I jumped out of bed, grabbed the heavy flashlight from the nightstand, and ran down the hallway. I didn’t care if I was overreacting. There was a man in my son’s room.
I burst through Ethan’s door, slamming the light switch on.
“Get away from him!” I screamed, wielding the flashlight like a club.
Ethan bolted upright, screaming in terror at my sudden entrance.
“Mom?!”
The room was bright.
Empty.
The window was locked. The closet door was shut.
I dropped to my knees and shone the light under the bed.
Nothing. Just the toy bins.
I stood up, panting, my chest heaving. Ethan was sobbing now, terrified by my reaction.
“It’s okay, baby, it’s okay,” I said, rushing to hug him. “I thought I heard… I thought…”

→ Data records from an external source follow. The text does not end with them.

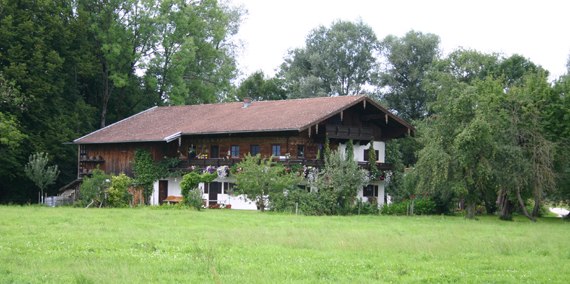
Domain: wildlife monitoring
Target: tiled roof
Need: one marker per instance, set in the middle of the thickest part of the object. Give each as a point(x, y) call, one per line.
point(166, 123)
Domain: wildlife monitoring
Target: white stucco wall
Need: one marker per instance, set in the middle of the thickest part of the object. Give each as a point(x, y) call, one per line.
point(237, 201)
point(381, 193)
point(380, 146)
point(173, 189)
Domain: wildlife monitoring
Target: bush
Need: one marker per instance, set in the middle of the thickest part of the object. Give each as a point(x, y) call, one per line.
point(92, 188)
point(193, 198)
point(119, 195)
point(422, 206)
point(323, 202)
point(365, 208)
point(399, 208)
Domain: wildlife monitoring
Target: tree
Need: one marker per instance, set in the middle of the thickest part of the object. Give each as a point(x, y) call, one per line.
point(339, 60)
point(146, 172)
point(487, 136)
point(40, 173)
point(343, 177)
point(193, 59)
point(402, 82)
point(118, 193)
point(260, 178)
point(10, 129)
point(93, 188)
point(259, 88)
point(190, 191)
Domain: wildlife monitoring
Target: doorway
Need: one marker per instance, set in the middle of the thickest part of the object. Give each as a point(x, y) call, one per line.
point(162, 191)
point(214, 189)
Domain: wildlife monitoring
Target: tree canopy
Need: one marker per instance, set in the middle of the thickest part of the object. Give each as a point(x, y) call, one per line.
point(337, 60)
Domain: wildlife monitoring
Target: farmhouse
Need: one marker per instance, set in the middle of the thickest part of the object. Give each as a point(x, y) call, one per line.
point(217, 136)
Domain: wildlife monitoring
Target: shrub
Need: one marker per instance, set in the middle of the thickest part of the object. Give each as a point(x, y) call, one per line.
point(365, 208)
point(422, 206)
point(118, 193)
point(399, 208)
point(92, 188)
point(194, 198)
point(189, 185)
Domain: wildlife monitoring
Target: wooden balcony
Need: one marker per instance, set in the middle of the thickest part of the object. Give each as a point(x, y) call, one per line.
point(203, 163)
point(349, 132)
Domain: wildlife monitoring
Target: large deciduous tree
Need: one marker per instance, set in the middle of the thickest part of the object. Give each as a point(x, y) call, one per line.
point(487, 136)
point(40, 173)
point(337, 60)
point(402, 82)
point(259, 88)
point(259, 178)
point(194, 57)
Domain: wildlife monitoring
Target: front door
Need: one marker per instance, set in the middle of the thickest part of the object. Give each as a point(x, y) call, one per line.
point(162, 190)
point(214, 151)
point(215, 189)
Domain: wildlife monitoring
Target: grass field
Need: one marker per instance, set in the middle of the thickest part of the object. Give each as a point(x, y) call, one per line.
point(72, 245)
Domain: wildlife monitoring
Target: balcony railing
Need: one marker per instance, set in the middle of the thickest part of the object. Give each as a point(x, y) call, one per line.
point(203, 163)
point(349, 132)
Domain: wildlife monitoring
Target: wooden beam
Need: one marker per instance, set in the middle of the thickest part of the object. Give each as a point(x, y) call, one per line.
point(372, 117)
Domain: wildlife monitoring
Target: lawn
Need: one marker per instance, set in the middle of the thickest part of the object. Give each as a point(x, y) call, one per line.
point(55, 245)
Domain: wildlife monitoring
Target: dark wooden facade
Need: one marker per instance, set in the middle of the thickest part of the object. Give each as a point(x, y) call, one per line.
point(359, 123)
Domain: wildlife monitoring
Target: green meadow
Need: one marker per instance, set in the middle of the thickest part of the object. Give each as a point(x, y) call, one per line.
point(149, 245)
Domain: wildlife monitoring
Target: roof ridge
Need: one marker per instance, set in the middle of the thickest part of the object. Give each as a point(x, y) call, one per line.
point(266, 101)
point(124, 119)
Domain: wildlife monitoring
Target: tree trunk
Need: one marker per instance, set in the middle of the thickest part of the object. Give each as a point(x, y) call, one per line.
point(505, 206)
point(536, 209)
point(470, 210)
point(523, 208)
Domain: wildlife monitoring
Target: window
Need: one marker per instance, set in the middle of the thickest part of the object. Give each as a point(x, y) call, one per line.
point(254, 150)
point(366, 153)
point(214, 151)
point(370, 191)
point(234, 151)
point(276, 150)
point(301, 151)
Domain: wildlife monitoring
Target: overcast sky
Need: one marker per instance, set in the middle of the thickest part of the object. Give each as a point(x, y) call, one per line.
point(538, 30)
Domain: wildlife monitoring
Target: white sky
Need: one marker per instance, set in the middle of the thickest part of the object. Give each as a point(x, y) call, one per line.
point(538, 30)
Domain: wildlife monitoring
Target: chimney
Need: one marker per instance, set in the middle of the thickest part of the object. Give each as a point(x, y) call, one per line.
point(246, 102)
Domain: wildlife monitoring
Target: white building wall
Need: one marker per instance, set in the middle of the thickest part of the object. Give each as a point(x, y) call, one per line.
point(237, 201)
point(173, 189)
point(380, 146)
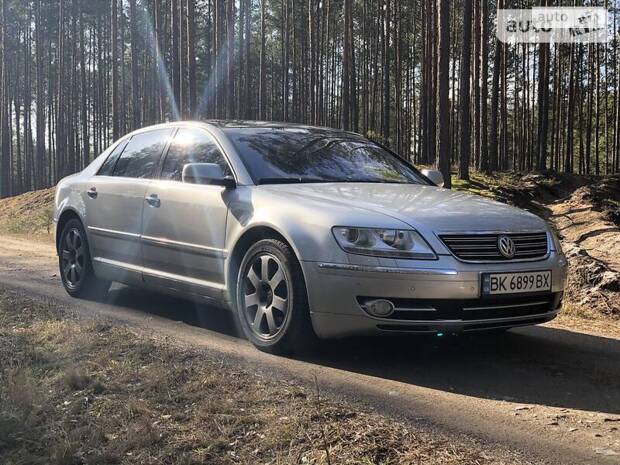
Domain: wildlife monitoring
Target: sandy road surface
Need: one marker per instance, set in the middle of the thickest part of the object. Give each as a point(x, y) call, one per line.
point(551, 393)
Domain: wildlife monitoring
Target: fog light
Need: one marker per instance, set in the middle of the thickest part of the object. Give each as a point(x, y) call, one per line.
point(380, 307)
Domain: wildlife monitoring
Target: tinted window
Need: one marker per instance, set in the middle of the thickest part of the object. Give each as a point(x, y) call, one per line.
point(142, 154)
point(108, 165)
point(192, 146)
point(276, 155)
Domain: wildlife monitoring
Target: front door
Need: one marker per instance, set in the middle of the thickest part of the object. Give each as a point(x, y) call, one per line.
point(183, 234)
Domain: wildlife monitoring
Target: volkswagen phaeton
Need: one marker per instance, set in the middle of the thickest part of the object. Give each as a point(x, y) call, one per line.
point(302, 232)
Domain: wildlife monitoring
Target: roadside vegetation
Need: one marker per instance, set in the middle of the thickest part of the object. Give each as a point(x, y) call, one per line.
point(74, 391)
point(585, 210)
point(30, 213)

I looked around the room, feeling like I was losing my mind. Had the camera malfunctioned? Was it interference from a radio?
Then, I looked at the floor.
Right next to the bed. On the thick, plush beige carpet.
There were two indentations.
Deep, circular depressions in the carpet fibers.
They looked exactly like knees. As if someone had been kneeling by the bedside, their face inches from my sleeping son, and had stood up the second I ran down the hall.
And they were fresh. I watched as the carpet fibers slowly, agonizingly, bounced back up.
“Mom,” Ethan whimpered, pulling on my sleeve. “He’s mad.”
“We’re leaving,” I said. “Now.”
Chapter 5: The Threat
I dragged Ethan into our room. I woke Daniel up. I was hysterical.
“There was someone in there! Look at the carpet!”
Daniel went to check. By the time he got there, the carpet had bounced back. He checked the windows. Locked. He checked the attic access. Sealed.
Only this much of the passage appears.